According to him, the bulk of building materials was imported because local production could not meet the demand of the market.
He said because of the high demand, producers of building materials abroad, had taken advantage of the situation to increase their prices.
Mr Amegayibor said the high cost of freight charged by shipping lines was also contributing to the high cost of building materials.
“The currency volatility, though not a major factor, is also influencing the prices of building materials since majority of building materials are imported,” he said.
Outlining the effect of the rising cost of building materials on the housing and construction industries, the Executive Secretary of GREDA, said the practice would “push the prices of houses to go up and affect the output of the players in the housing industry.”

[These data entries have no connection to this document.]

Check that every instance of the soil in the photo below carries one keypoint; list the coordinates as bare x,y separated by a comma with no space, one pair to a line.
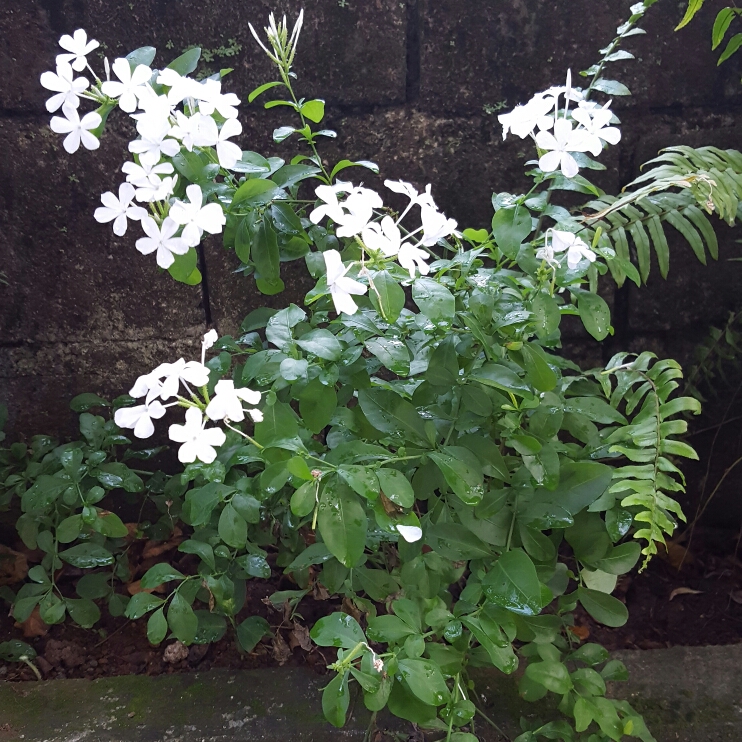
684,598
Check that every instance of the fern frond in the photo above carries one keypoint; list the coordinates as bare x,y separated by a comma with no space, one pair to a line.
646,442
686,186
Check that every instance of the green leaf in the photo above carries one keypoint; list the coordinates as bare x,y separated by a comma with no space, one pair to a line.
144,55
389,413
538,371
186,62
425,680
314,110
251,631
693,7
554,676
594,313
140,604
232,528
435,301
262,89
110,525
336,700
52,609
182,620
501,377
510,227
87,556
621,559
513,584
322,343
303,500
83,402
462,471
184,268
337,630
396,487
443,366
387,296
723,20
157,626
734,44
317,404
602,607
362,480
159,574
611,87
343,164
392,353
342,522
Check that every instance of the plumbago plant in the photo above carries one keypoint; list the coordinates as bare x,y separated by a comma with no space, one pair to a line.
410,441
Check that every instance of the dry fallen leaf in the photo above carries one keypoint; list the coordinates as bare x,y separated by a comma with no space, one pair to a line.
13,566
684,591
299,637
281,650
33,626
581,632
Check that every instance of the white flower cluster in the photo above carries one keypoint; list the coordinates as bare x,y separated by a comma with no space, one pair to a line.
353,218
152,99
562,133
164,383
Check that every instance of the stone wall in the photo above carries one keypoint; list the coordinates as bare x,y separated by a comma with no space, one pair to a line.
412,85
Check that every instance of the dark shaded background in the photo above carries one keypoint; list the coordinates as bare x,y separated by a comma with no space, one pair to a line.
415,86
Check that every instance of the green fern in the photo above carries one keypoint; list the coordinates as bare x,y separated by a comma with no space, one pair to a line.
686,186
647,442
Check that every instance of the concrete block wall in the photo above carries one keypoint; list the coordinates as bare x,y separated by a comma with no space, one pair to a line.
412,85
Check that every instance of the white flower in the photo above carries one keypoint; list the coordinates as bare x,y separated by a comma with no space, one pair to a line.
118,210
331,207
595,121
195,131
522,120
228,152
563,141
162,240
341,287
209,339
407,189
131,85
359,206
227,402
198,442
77,130
197,218
385,237
139,418
191,372
411,256
153,143
435,226
79,47
66,86
575,247
212,99
410,533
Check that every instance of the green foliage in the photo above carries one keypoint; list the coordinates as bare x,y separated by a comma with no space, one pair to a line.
430,460
724,19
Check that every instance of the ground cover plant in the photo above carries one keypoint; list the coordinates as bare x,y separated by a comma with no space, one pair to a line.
410,440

“The rising cost of building materials will push housing production to come down,” he said, adding that “If I were producing 10 houses before COVID-19, now I have to reduce by two to be able to complete the remaining of the structures.”
Mr Amegayibor entreated the government to waive the taxes on building materials to help reduce their prices.
In addition, he said, strategies must be put in place to produce building materials locally.
“The IDIF initiative provides a fine opportunity for the country to start the process of manufacturing building materials locally to reduce importation,” Mr Amegayibor, said.
With the effects of the COVID-19 on the economy, businesses and individuals, still lingering on, the growing increase in the prices of building materials would be the last straw that broke the camel’s back.
Market forces are driven by profit and as a result will push all their cost on consumers.
Thus, it will be appropriate for the government to quickly intervene and put strategies in place to halt the rising prices of building materials to address the growing housing deficit.
The government alone cannot address the housing deficit and the private sector must be incentivised to help address the housing shortfall.